Die sogenannte Ecobiotic® Therapie der Firma basiert auf einer Verbindung von symbiotisch zusammenlebenden Mikroben, die die Gesundheit des Darms unterstützen.

Bei seinem Börsengang im Juni 2015 hat das Unternehmen 134 Mio. US Dollar eingenommen.

VEDANTA BIOSCIENCES (Boston, USA) hat einen Weg gefunden, die menschliche Normalflora zu regulieren. Mit eigens entwickelten Medikamenten will das Unternehmen vor allem Autoimmun- und Entzündungskrankheiten die Stirn bieten. Der Fokus der Forschung liegt auf dem Verständnis der Kommunikation zwischen Mikrobiom und menschlichem Körper. Auf Mikrobiom-Basis hergestellte, künstliche Bakterien greifen in die Darmflora ein und bekämpfen dort Krankheiten.

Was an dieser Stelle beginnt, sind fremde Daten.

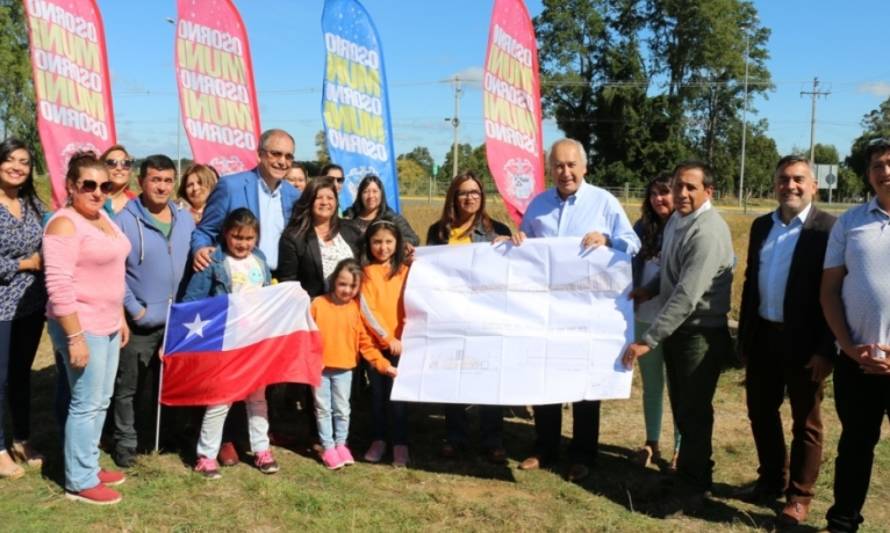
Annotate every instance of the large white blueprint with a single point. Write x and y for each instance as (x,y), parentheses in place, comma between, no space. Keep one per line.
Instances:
(529,325)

Für das VE202, ein Mittel gegen entzündliche Magengeschwüre, ist das Unternehmen eine Partnerschaft mit Johnson & Johnson eingegangen, einem weltweit agierenden Pharmaziehersteller.

REBIOTICS (Roseville, USA) arbeitet an lebenden Mikroorganismen, die sie auf Basis von menschlichen Proben herstellen. Diese Lebend-Bakterien werden in den menschlichen Kreislauf eingeführt und bekämpfen das aggressive C. difficile, Colitis ulcerosa oder Stoffwechselkrankheiten. Der Vorteil der Behandlung ist, dass die Erkrankten keine Antibiotika einnehmen müssen, sondern die Krankheit stattdessen mit Nachbildungen der körpereigenen Zellen, die nicht richtig arbeiten, bekämpfen können.

Die künstlichen Bakterien ersetzen die im Darm befindlichen, inaktiven Zellen und übernehmen deren Arbeit.

Für seine Forschungen konnte das Unternehmen 25 Mio. US Dollar durch private Investoren gewinnen.